The extra mass in that region that needs to be incorporated is

$$\int_a^∞e^{-x/2N_e}xdx$$

Substituting in a, this equates exactly to $2 * Ne * p_m * (1-\log(p_m))$ (nice!)

So I think that to get the mean we can take the midpoints of most of the intervals, then simply add on $2 * Ne * p_m * (1-\log(p_m))$ for the top end. Here's an example:

import scipy
import tsdate
import numpy as np
from tsdate.prior import PriorParams

def test_approx_mean(distr, Ne, n_tips, samples_under_node):
    p = tsdate.prior.ConditionalCoalescentTimes(n_tips+1, Ne=Ne, prior_distr=distr)
    p.add(n_tips) # Test for a node with 2 tips underneath
    timepoints = tsdate.prior.create_timepoints(p, n_points=21)

    node_parameters = p[n_tips]

    if p.prior_distr == "lognorm":
        func = scipy.stats.lognorm
        main_param = np.sqrt(node_parameters[:, PriorParams.field_index("beta")])
        scale_param = np.exp(node_parameters[:, PriorParams.field_index("alpha")])
    elif p.prior_distr == "gamma":
        func = scipy.stats.gamma
        main_param = node_parameters[:, PriorParams.field_index("alpha")]
        scale_param = 1 / node_parameters[:, PriorParams.field_index("beta")]

    prior_node = func.cdf(
        timepoints,
        main_param[samples_under_node],
        scale=scale_param[samples_under_node])
    probs = np.diff(np.concatenate((prior_node, [1])))

    assert len(probs) == len(timepoints)
    assert np.sum(probs) == 1

    print(
        f"Mean from discretised probabilities from {p.prior_distr} is:",
        np.sum(probs[:-1] * (timepoints[1:]+timepoints[:-1])/2) +
        2 * Ne * probs[-1] * (1 - np.log(probs[-1])),
        "but is expected to be",
        func.stats(main_param[samples_under_node],
                   scale=scale_param[samples_under_node],
                   moments='m')
    )

Here are some cases:

>>> test_approx_mean("lognorm", 50, 2, 2)
Mean from discretised probabilities from lognorm is: 99.30403663288052 but is expected to be 100.0000
>>> test_approx_mean("gamma", 50, 2, 2)
Mean from discretised probabilities from gamma is: 100.36711196465089 but is expected to be 100.0
>>> test_approx_mean("lognorm", 40, 1000, 100)
Mean from discretised probabilities from lognorm is: 7.945020255145858 but is expected to be 7.92000

This is better than anything else I've come up with.
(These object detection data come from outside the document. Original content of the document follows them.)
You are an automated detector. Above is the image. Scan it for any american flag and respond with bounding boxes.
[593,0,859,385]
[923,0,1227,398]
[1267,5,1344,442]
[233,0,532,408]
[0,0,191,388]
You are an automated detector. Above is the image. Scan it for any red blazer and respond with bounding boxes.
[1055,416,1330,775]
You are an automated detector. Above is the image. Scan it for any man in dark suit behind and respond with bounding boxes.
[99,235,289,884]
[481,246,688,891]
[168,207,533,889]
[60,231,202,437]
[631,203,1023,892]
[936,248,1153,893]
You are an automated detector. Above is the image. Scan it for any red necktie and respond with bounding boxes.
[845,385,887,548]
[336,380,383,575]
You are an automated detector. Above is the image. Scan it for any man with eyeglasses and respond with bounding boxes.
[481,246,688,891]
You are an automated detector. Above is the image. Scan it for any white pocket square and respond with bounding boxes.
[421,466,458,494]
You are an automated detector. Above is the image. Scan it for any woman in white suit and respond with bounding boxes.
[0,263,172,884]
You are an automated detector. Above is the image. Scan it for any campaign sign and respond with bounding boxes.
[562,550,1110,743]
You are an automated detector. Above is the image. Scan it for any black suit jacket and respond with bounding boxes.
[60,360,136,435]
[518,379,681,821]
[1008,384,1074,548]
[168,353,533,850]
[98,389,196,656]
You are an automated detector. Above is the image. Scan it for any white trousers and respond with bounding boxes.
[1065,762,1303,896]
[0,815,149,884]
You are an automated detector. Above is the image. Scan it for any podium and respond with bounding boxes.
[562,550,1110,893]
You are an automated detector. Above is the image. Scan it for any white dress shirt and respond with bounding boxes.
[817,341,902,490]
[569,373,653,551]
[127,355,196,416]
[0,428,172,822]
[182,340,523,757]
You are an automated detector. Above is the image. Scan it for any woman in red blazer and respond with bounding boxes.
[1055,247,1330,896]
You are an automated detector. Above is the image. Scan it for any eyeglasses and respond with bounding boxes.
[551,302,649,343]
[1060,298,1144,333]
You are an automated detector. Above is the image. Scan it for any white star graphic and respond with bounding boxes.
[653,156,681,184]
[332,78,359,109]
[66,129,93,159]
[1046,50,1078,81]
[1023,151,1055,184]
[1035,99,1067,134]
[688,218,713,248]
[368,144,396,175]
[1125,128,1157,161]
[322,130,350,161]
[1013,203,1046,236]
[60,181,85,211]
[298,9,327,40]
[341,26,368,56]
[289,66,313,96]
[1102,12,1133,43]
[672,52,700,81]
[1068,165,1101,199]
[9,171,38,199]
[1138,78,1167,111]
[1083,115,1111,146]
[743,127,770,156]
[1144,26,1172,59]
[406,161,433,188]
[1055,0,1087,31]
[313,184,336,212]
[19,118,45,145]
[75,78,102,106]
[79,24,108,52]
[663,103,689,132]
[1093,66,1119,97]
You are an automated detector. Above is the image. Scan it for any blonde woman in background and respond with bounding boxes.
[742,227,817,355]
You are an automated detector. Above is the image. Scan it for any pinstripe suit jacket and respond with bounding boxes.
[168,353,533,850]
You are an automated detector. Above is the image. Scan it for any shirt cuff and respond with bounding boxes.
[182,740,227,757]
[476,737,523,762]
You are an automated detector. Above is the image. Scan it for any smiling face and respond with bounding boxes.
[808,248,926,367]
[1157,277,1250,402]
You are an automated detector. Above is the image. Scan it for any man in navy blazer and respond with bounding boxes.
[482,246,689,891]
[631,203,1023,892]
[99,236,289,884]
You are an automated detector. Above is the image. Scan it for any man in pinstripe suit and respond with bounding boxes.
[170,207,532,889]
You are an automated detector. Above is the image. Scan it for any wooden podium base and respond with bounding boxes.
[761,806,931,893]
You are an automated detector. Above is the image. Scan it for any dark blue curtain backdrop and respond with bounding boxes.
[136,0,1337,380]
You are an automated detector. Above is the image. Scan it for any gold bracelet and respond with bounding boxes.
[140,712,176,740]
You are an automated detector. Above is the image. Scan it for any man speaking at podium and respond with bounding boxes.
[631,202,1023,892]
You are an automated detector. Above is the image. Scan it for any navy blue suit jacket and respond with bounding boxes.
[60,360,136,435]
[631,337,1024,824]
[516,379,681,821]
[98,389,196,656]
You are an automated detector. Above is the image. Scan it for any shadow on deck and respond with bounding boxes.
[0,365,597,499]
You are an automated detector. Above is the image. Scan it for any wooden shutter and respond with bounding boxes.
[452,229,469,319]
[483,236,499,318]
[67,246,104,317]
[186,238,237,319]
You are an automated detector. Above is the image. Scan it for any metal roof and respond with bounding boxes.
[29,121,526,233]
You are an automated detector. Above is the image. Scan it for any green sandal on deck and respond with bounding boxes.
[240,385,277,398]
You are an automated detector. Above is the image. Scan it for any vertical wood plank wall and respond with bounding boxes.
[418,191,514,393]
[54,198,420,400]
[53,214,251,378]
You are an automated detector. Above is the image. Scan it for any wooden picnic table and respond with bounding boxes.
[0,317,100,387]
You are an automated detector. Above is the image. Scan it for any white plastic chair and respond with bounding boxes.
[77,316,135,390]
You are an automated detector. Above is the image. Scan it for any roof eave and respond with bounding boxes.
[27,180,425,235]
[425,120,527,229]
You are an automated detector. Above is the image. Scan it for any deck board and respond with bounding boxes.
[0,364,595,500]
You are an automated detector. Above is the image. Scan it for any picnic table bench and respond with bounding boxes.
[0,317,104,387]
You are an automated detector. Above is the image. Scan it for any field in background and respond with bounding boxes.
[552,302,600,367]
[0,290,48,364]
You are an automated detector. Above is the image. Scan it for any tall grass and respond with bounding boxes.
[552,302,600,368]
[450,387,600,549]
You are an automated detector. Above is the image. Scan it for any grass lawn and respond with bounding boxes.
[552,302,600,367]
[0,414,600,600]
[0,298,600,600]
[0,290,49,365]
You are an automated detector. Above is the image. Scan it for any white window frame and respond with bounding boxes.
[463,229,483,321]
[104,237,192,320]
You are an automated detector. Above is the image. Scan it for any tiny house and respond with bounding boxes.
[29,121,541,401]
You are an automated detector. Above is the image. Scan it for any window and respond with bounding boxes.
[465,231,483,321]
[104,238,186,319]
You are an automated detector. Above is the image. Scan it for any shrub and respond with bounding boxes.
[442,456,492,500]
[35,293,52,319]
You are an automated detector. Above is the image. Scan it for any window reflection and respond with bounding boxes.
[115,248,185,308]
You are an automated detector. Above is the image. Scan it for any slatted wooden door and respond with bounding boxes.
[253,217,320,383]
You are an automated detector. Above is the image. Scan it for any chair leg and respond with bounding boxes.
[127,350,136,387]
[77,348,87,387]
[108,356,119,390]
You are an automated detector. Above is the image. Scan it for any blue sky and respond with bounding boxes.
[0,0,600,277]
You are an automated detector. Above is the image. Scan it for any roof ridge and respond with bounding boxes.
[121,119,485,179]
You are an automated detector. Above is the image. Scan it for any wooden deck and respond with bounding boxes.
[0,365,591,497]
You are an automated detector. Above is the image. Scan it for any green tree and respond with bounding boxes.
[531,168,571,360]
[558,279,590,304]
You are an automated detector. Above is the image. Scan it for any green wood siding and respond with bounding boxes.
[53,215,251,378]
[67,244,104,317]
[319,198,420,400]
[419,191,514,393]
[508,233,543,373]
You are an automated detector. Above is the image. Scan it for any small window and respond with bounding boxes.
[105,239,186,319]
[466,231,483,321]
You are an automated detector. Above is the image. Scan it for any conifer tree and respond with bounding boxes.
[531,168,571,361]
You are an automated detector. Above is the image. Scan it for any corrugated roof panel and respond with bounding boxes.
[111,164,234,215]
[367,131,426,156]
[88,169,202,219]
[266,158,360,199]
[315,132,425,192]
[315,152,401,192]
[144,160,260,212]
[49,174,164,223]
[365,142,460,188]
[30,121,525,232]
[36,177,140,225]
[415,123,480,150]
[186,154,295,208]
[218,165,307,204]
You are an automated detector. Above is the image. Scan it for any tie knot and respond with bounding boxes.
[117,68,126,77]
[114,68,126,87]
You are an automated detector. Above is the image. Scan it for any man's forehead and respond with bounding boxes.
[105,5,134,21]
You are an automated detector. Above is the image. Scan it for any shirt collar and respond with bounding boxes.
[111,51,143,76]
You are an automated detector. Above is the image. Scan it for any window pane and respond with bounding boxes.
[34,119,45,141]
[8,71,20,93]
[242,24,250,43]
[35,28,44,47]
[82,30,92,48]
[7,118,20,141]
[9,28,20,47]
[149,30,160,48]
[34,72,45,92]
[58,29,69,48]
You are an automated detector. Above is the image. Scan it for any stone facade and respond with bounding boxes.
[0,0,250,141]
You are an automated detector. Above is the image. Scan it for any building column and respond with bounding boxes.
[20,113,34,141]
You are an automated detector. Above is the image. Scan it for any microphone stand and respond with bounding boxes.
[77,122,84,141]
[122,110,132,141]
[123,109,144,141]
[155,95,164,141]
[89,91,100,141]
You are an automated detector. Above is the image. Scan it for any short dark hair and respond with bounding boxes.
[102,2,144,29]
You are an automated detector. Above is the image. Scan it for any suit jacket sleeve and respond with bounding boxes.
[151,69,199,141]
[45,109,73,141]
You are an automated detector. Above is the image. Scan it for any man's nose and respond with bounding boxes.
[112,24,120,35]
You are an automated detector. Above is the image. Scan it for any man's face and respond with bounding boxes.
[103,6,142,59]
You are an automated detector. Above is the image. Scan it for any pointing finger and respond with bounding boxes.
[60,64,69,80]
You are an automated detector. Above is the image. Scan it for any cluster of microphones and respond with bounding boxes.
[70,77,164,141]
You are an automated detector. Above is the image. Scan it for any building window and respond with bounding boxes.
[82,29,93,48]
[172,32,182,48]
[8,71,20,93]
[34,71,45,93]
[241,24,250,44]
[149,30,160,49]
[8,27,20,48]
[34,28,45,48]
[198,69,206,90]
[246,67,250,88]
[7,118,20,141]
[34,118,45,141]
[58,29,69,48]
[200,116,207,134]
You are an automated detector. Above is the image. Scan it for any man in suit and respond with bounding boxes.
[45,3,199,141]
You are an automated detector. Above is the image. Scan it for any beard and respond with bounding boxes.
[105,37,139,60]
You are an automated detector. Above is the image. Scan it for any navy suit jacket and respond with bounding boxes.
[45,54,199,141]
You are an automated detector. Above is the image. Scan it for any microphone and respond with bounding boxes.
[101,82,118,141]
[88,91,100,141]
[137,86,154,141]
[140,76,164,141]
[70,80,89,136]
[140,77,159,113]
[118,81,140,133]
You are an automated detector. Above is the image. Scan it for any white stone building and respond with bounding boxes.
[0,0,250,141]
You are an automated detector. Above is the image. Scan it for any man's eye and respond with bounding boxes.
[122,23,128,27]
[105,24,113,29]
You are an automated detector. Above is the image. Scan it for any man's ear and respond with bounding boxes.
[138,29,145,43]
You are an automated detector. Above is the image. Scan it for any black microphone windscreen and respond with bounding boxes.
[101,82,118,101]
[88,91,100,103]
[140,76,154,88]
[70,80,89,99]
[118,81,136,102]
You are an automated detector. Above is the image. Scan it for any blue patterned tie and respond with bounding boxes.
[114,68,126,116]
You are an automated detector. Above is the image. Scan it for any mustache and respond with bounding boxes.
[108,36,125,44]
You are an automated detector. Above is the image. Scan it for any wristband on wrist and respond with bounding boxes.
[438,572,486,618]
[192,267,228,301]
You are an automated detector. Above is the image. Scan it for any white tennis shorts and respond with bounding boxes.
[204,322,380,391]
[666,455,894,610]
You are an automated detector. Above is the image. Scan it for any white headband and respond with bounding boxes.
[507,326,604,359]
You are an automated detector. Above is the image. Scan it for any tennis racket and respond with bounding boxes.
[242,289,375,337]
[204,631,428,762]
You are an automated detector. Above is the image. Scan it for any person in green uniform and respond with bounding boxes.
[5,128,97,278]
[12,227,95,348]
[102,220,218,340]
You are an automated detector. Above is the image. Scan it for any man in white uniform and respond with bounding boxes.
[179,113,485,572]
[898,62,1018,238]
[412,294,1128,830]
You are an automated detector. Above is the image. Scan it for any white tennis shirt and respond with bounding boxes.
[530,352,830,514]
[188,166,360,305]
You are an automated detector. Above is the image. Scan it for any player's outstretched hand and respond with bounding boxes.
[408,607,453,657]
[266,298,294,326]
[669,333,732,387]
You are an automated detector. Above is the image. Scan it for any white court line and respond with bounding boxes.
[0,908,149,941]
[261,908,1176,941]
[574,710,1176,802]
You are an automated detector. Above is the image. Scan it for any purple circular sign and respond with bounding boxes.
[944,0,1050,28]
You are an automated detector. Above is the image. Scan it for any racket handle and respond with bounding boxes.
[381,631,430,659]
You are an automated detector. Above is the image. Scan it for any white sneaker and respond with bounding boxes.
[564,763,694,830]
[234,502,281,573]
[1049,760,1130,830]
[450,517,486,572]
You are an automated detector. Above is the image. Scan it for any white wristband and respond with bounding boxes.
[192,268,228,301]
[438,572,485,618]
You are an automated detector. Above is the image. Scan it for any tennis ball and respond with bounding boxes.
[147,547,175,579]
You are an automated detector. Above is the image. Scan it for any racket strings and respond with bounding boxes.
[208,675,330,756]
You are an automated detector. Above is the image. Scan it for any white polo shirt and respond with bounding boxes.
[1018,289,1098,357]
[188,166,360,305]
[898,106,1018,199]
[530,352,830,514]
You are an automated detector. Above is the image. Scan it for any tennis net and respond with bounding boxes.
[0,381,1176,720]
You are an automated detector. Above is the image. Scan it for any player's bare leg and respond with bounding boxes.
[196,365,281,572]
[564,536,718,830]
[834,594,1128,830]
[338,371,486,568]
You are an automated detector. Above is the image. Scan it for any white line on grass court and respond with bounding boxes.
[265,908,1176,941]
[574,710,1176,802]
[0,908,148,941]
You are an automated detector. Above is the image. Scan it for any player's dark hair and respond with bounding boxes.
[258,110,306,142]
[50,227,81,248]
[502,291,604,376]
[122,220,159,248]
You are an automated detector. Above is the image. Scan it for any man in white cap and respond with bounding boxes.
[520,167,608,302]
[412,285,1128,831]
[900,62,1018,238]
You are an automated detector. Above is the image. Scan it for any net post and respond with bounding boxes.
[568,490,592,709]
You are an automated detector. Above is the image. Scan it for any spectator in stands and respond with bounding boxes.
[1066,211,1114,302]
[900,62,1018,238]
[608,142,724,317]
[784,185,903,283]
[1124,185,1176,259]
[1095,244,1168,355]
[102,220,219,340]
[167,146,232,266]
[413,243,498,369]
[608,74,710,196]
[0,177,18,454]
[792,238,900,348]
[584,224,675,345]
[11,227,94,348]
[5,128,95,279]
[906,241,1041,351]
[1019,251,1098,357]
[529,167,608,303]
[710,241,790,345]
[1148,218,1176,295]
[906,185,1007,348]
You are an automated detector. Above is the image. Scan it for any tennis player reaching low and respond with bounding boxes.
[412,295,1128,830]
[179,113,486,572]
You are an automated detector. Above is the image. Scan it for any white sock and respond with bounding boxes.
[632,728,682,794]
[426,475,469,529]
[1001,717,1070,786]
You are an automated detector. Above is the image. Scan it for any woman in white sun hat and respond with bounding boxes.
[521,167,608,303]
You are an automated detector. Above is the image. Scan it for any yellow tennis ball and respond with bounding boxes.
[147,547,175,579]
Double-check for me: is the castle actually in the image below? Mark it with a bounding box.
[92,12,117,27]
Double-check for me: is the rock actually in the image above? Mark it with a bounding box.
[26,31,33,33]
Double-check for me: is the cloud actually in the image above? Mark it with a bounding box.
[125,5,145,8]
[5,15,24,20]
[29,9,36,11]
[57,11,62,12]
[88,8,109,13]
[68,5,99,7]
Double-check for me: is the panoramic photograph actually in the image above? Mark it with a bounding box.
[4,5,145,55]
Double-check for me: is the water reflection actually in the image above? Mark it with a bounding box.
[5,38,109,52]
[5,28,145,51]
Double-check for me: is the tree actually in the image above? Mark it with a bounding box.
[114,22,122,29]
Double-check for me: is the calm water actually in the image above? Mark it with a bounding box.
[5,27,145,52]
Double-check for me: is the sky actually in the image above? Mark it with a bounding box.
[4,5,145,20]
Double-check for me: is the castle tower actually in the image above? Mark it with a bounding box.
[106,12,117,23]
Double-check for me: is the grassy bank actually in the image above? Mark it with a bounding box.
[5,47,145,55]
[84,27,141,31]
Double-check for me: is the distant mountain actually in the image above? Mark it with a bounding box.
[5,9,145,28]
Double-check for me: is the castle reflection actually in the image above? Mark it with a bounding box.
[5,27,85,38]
Can you think of an alternative approach @nspope ?

@nspope
Copy link
Contributor

nspope commented Jan 12, 2023

Hmm ...
I'm probably misunderstanding what happens at the inference step, but I'm assuming that the likelihood is discretized in the same way as the prior, e.g. you have a likelihood for each bin including the last (open) interval. Then, the posterior mean is,

$$\mathbb{E}[t \mid y] \propto \mathbb{L}(t \geq x_N \mid y) \times \mathbb{P}(t \geq x_N) \times \mathbb{E}[t \mid t \geq x_N] + \sum_{i=0}^{N-1} \mathbb{L}(x_i \leq t < x_{i+1} \mid y) \times \mathbb{P}(x_i \leq t < x_{i+1}) \times \mathbb{E}(t \mid x_i \leq t < x_{i+1})$$

where $\mathbb{L}(. \mid y)$ is the likelihood given data $y$, $x$ are the $N$ finite breakpoints, and the normalizing constant is the sum of likelihood x prior over bins. In the current scheme $\mathbb{E}(t \mid x_i \leq t &lt; x_{i+1}) = \frac{x_i + x_{i+1}}{2}$, because the prior is getting chopped up into a piecewise-uniform distribution.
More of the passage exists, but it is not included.